Born in December 2016 and launched in February this year, it is the sexy other half of the Brew Bistro & Lounge on Ngong road. It’s a hybrid of lounge space with sultry blue lights, bar with the high chairs and a nose away from the drinks, and restaurant style sitting for those who like to be closer to the ground.
This timely idea of pairing cocktails with food is the brainchild of Chef Rami, a recent export of fine Dubai eating establishments and now in Nairobi and from the looks of it, he’s here to stay. He and Malesi the mixologist (never call him a bartender, it’s irks him) had a small meeting and after a lot of trials and late drunken nights together,
they created the Grey Goose vodka menu. Genius, if you ask me. The gist of it is that the vodka theme runs right through, you get it in your glass and on your plate and eventually in your mouth. So say you want the Spiced Halloumi, which is what I tried, here’s what awaits you.

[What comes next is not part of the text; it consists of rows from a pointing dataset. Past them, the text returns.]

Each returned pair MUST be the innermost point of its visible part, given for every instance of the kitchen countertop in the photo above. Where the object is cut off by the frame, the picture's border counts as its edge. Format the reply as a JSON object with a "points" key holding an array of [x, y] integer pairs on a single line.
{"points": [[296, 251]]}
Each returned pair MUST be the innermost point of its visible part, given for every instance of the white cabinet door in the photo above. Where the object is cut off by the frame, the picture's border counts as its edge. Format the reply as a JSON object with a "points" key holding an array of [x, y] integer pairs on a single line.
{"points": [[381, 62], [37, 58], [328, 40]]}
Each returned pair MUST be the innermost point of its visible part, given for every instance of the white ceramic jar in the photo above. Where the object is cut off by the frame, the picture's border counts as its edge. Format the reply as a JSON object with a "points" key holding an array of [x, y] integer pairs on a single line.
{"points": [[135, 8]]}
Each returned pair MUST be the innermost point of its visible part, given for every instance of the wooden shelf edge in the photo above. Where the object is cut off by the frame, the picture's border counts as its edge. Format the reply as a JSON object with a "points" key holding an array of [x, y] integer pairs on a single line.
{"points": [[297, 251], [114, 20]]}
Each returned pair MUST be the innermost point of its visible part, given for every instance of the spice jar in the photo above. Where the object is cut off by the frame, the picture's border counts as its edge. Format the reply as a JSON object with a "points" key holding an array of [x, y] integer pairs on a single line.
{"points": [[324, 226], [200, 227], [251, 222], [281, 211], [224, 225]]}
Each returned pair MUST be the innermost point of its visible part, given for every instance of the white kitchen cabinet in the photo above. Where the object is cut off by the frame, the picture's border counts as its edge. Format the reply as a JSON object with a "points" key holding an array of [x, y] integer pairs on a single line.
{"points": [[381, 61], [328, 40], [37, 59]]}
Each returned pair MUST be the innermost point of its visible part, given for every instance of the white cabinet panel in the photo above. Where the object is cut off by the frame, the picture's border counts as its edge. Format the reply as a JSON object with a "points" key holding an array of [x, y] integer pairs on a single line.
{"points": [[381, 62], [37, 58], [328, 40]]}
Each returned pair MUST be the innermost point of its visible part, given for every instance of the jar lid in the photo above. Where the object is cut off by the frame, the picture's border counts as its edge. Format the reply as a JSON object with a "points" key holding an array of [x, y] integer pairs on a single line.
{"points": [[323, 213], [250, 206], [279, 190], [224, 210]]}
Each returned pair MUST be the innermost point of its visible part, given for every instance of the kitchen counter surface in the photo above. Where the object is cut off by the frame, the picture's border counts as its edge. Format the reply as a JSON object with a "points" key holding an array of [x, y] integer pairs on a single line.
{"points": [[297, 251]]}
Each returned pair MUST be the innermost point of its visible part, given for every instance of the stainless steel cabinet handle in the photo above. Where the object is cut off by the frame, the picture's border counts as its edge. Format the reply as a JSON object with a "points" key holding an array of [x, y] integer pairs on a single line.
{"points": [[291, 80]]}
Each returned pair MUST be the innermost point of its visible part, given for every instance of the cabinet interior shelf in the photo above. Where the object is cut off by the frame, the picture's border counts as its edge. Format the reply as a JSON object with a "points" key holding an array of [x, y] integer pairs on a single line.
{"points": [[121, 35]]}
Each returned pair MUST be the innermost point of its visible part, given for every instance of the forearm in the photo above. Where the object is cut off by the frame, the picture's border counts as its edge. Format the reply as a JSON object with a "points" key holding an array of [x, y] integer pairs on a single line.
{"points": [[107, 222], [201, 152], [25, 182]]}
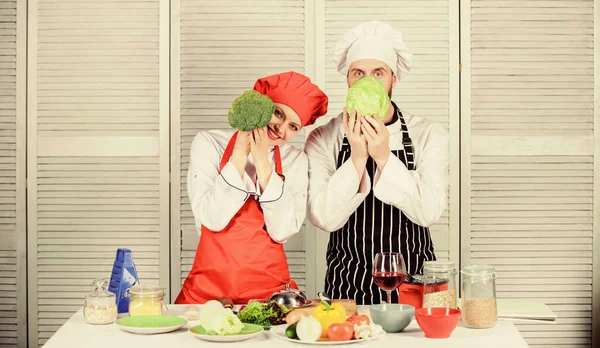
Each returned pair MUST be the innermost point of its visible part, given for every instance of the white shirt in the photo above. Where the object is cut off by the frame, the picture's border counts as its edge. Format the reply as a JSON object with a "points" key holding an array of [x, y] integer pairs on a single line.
{"points": [[334, 194], [215, 198]]}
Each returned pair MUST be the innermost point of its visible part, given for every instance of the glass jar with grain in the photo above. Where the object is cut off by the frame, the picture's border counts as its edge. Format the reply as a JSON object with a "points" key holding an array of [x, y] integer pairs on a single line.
{"points": [[100, 305], [146, 300], [478, 307], [439, 284]]}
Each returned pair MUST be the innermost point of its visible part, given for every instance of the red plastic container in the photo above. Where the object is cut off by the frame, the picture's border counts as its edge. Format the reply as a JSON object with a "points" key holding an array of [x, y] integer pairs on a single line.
{"points": [[411, 293], [437, 322]]}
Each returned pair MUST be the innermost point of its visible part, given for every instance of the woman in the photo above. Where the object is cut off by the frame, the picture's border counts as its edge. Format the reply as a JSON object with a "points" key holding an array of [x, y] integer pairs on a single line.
{"points": [[248, 195]]}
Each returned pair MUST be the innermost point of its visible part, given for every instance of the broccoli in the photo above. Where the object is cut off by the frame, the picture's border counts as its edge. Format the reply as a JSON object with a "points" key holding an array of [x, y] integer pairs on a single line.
{"points": [[250, 111], [264, 314], [368, 97]]}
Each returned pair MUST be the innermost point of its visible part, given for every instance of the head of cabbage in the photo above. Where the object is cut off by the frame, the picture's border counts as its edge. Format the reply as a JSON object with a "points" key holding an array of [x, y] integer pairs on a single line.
{"points": [[368, 97]]}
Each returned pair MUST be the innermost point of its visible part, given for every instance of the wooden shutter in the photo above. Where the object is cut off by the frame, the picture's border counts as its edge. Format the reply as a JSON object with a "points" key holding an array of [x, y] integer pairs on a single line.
{"points": [[221, 48], [98, 130], [13, 309], [430, 30], [528, 122]]}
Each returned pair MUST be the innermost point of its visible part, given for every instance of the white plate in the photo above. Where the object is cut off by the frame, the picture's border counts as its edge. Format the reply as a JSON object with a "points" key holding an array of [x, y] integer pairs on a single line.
{"points": [[279, 332], [152, 325], [256, 330]]}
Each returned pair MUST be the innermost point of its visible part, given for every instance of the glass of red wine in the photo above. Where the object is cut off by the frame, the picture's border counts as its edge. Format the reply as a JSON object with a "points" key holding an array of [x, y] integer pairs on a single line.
{"points": [[389, 272]]}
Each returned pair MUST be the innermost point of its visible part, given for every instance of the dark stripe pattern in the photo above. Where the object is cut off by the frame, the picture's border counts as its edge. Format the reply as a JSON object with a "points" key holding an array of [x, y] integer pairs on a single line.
{"points": [[374, 227]]}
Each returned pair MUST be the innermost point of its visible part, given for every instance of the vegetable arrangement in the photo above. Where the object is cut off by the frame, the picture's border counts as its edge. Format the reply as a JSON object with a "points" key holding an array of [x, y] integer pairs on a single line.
{"points": [[329, 322], [217, 320], [368, 97], [264, 314]]}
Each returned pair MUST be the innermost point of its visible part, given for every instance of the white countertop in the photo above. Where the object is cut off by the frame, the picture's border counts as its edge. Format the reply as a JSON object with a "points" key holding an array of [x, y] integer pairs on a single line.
{"points": [[76, 333]]}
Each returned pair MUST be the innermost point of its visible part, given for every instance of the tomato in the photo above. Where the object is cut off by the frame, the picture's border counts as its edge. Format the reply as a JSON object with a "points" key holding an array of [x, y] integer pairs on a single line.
{"points": [[340, 332], [359, 320], [293, 317]]}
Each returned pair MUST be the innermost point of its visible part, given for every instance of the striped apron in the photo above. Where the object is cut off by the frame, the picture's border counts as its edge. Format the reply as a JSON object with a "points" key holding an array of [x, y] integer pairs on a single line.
{"points": [[374, 227]]}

Chef Rami prepares these lightly breaded pan-fried halloumi cheese cubes and sits them on a flaky pastry crust. He garnishes the assembly with onions soaked and cooked in Grey Goose vodka and pomegranate to make a bewitching jam. And while that is happening, Malesi is causing quite a stir with his cocktail. Grey Goose Vodka, Cointreau, Pomegranate juice, and homemade berry syrup, poured lovingly into a martini glass topped, a few cubes of ice and a sprinkle of pomegranate seeds.
A bite of the cheese assembly and a sip of the cocktail and I thank God I’m alive in 2017 to experience this decadence. The way the flavours and textures collide with each other is something to remember.
So I have a two-drink limit, so it seems only appropriate that I try out another cocktail from the menu. Chef Rami suggests the Duo of Meringue, a fancy, doubled decked, strawberry topped meringue with a sprig of mint for added beauty. Again the meringue gets a dash or several of vodka and is paired with a Grey Goose vodka, Amarula, Galliano, banana and homemade berry syrup cocktail. While the previous combo was more savoury, this one is dessert like, sweet, light and fruity. I eat it in contemplative silence, trying to figure out where one flavour ends and another begins.
I have a few words to describe my experience at the Bistrology Bar, totally un-boring and to be repeated. Which shouldn’t be too difficult to do because Chef Rami will be unveiling his fine dining menu mid March. Consider yourself invited.